世間とのズレを「面白い」と言いながら、今日も人間をやっている
もし輪廻転生という概念が存在するなら、おそらく自分は人間が初めてなのだと思う。
だから、これから書くことも少し世間とズレているかもしれないけれど、どうか穏やかな気持ちで読み進めていただけると救われる。
私が放つ言葉には、本当に、深い意味なんてまったく無いことが多い。
裏も表もなく、ただその言葉の「そのまま」の意味で喋っている。
わざわざ相手を不快にさせたり、刺してやろうなんて悪意は、これっぽっちも持ち合わせていないのだ。
相手を不快にさせたり、傷つけてしまったりするのは、私にとっても本当に本意ではないし、申し訳ないなと思う。

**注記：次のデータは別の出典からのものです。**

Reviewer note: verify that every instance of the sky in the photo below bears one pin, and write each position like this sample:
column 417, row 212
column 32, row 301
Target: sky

けれど、正直すぎたり、世間一般の感覚とズレていたりするせいで、結果的に相手をチクリと刺してしまうことになる。
そんな時、どうしようもない切なさを感じる。
だからといって、「私は言葉のままに生きている人間だから、多少の失礼は許してね」と言い訳をして、開き直るつもりは毛頭ない。
これは自分自身のコミュニケーションの「問題点」なのだと、ちゃんと自覚している。
だからこそ、自分のこのズレをきちんと理解して、うまく世間の歩調に合わせていきたいなと、課題を持って向き合っているのだ。

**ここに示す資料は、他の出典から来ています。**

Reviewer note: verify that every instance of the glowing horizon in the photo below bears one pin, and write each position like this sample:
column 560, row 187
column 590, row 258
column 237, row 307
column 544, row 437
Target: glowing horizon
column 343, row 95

私と世間の間にあるズレとは、例えばこういうことである。
私の口癖である「面白い」。
私にとってのそれは、知的好奇心をそそられるという意味での「興味深い(interesting)」なのだが、人によってはネガティブに、あるいは他人事として面白がられているように捉えられてしまう。
さすがにそこは笑っちゃいけない場面だというのは理解できるので、もしFunnyの意味での面白いとして伝わってしまった時は、申し訳なかったと反省する。
「行けたら行く」という言葉もそうだ。
私の中では本当に「当日のコンディションや諸々の条件が良ければ、マジで行く」という誠実な事実の報告なのだが、世間一般では「遠回しな断り文句」らしい。
あるいは、飲み会を断るていのいい言い訳として「奥さんが怒るので」と言うのが、角の立たない大人の知恵なのだと学んだ。
けれど私からすれば、「なぜわざわざ奥さんの印象を下げるのだろう?予定があって行けない、と言えばいいのでは?」と思ってしまう。
今では周りとうまくやっていくための潤滑油言葉だというのは理解できているし、まあそうか、と納得もしている。
世間という場所は、どうやら額面通りの言葉ではなく、たくさんの「建前」や「クッション」というフィルターを通して会話をするシステムになっているらしい。
ああ、器用な人が羨ましいな、と思う。
もっと上手に空気を読んで、傷つけ合わないフィルターを使いこなせたら、どんなに楽だろう。
けれど、そんな風に世間との違いを知ることも、私にとってはまたひとつ面白い勉強なのだ。
最近はいろんな人と会話をしてみて、「世間ではこういう風に言葉が動いているんだな」と、その不思議な仕組みを学ばせてもらっている。
正直なのが悪いわけではないけれど、お互いが心地よく生きるための知恵は持っておいて損はない。
なにより、そうやって世間とのズレにジタバタしながら、申し訳なさに反省し、自分の課題と向き合い、新しい発見に目を輝かせたりしている自分のことを、私は結構好きだったりする。
器用に立ち回ることはできないけれど。
「ああ、今日も一所懸命に人間やってるなー」って、思えるから。
P.S. こんな私と仲良くしてくれる人たち、本当にありがとう。